Let's say I have a bunch of product strings that could vary slightly in format, e.g.:
- Super red Megaman T-shirt
- Super Megaman blue T-shirt
- Super black Megaman T-shirt
- Super Megaman T-shirt - aquamarine
I want to compare them all and remove any words/symbols that are different in all the strings, ideally to leave:
- Super Megaman T-shirt
This is so I can streamline making product multipacks from a bunch of existing products, and give users an automatic product title for the bundle as a starting point.
I appreciate it won't be perfect and, depending on how strict the original product strings are, it might go a bit wonky (e.g. in the above example I might get the trailing hyphen in the output), but this is just a baseline best guess to save a bit of typing/copying/pasting.
The surrounding string content won't always be T-shirts or follow a particular pattern. The number of strings to compare is variable. It likely won't be more than six, but an efficient general purpose solution would be great.
I thought maybe PHPs array_diff()
or array_intersect()
might help but thay only compare whole string entries. Likewise strcmp()
only tells me if one string is the same as another (or not).
My only (failed) approach has been to split the strings and use array_intersect()
to do character-by-character comparison like this:
$test = array(
'Super red Megaman T-shirt',
'Super Megaman blue T-shirt',
'Super black Megaman T-shirt',
'Super Megaman T-shirt - aquamarine',
);
foreach ($test as $item) {
$prodCompare[] = str_split($item);
}
var_dump(join(array_intersect($prodCompare[0], $prodCompare[1], $prodCompare[2], $prodCompare[3])));
That gets close:
Super re Megaman T-shirt
but results vary depending on which characters in the remaining string feature in the differences, which one I start with, and how long the first string is.
It also has the drawback that I need to hard-code the arrays to compare, which means complex logic when I don't know how many strings there are going to be.

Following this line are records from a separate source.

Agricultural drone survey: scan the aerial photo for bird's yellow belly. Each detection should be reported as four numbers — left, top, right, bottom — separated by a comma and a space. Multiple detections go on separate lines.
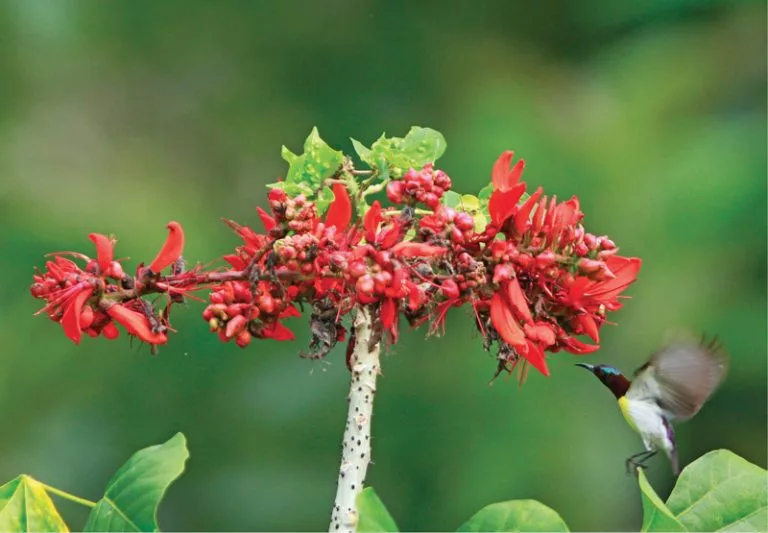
619, 396, 638, 431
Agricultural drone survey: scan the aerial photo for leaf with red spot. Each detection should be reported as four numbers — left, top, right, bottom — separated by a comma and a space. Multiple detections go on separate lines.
491, 292, 525, 346
260, 321, 296, 341
149, 222, 184, 272
61, 285, 93, 344
325, 183, 352, 230
88, 233, 115, 274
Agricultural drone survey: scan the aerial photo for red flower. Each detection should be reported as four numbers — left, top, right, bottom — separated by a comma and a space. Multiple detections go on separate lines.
491, 150, 525, 192
325, 183, 352, 230
149, 222, 184, 273
107, 304, 168, 344
61, 285, 93, 344
565, 255, 642, 312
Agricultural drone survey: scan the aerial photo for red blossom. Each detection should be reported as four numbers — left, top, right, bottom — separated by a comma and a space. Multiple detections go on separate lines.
88, 233, 115, 276
31, 151, 641, 376
107, 304, 168, 344
149, 222, 184, 272
325, 183, 352, 230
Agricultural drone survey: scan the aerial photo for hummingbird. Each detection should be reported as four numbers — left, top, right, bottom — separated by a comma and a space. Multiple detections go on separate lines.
576, 338, 728, 477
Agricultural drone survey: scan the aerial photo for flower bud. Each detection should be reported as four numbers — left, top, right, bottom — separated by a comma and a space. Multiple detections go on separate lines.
355, 274, 375, 296
453, 212, 475, 231
387, 180, 405, 204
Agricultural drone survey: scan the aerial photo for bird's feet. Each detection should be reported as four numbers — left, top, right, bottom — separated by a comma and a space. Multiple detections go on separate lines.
624, 450, 656, 477
624, 457, 648, 477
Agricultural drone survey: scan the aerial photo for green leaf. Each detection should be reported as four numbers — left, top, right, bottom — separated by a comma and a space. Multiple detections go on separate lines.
368, 126, 447, 177
399, 126, 447, 167
280, 145, 299, 165
267, 181, 315, 198
350, 138, 371, 164
443, 191, 461, 209
355, 487, 398, 533
0, 475, 69, 532
84, 433, 189, 531
477, 183, 493, 202
457, 500, 568, 531
474, 212, 488, 233
667, 450, 768, 531
461, 194, 480, 211
637, 468, 687, 531
283, 128, 344, 190
315, 187, 335, 215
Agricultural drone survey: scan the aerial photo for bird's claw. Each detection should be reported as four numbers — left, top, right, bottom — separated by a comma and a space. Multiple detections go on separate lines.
624, 459, 648, 477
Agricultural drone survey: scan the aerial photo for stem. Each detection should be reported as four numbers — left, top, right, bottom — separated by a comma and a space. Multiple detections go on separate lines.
38, 481, 96, 508
329, 306, 381, 533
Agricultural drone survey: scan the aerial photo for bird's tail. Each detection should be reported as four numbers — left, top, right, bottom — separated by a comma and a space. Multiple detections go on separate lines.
662, 417, 680, 477
668, 447, 680, 477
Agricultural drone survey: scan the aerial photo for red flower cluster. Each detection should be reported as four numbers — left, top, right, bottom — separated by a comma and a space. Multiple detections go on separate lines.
387, 163, 451, 209
30, 222, 184, 345
32, 152, 641, 375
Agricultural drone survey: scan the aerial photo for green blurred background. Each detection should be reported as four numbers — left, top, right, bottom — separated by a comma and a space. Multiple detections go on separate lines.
0, 0, 766, 531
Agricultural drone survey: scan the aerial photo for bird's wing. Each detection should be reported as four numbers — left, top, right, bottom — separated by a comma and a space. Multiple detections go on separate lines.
627, 339, 728, 420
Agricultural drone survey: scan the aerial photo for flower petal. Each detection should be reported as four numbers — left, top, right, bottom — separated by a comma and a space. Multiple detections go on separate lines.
491, 150, 525, 192
515, 187, 543, 234
107, 304, 168, 344
491, 292, 525, 346
88, 233, 115, 275
325, 183, 352, 230
363, 200, 382, 244
392, 241, 448, 257
379, 298, 397, 343
562, 337, 600, 355
149, 222, 184, 273
261, 322, 296, 341
61, 285, 93, 344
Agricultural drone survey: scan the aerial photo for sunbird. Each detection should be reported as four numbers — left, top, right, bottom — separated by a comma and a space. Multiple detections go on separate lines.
576, 339, 729, 477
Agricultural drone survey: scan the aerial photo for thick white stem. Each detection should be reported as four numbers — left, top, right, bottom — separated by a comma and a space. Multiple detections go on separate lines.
328, 306, 381, 533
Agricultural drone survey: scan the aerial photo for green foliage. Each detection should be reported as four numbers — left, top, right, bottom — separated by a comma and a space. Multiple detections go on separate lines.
355, 487, 398, 533
85, 433, 189, 531
443, 191, 490, 233
0, 475, 69, 531
457, 500, 568, 531
267, 128, 344, 207
352, 126, 446, 179
639, 450, 768, 532
638, 469, 686, 531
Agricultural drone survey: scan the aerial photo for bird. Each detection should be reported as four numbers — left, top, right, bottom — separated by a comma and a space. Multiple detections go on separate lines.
576, 337, 729, 477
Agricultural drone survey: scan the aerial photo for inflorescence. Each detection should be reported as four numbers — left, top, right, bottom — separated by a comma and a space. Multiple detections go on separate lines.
31, 145, 641, 375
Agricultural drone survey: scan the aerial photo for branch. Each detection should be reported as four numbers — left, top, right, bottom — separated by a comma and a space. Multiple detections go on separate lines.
328, 306, 381, 533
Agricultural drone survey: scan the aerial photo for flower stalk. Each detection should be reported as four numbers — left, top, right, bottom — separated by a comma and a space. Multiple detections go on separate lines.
329, 306, 382, 533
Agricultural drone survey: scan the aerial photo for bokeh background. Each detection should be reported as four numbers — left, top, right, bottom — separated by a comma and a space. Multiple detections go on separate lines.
0, 0, 766, 531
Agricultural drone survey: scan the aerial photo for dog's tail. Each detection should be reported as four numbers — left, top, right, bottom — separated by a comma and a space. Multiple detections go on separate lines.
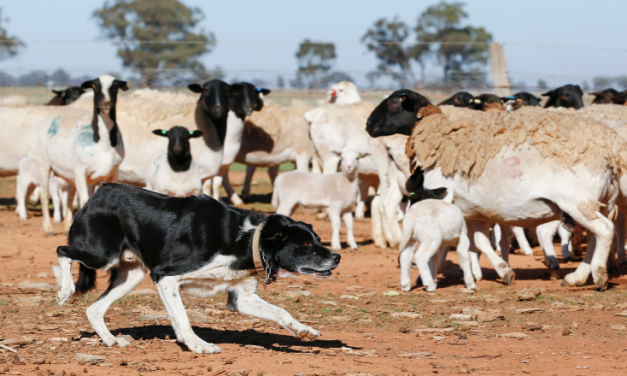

I keep thinking I'm missing something obvious and there has to be a clever approach to this by, say, XORing the strings, or using one of the array callback functions that I can use to iterate over the strings or array entries. Perhaps array_reduce()
?
But I can't wrap my head round how to compare N strings with N other strings to leave only the bits that don't vary.
It also has the drawback that I need to hard-code the arrays to compare
...I don't think you do: 3v4l.org/RvFFP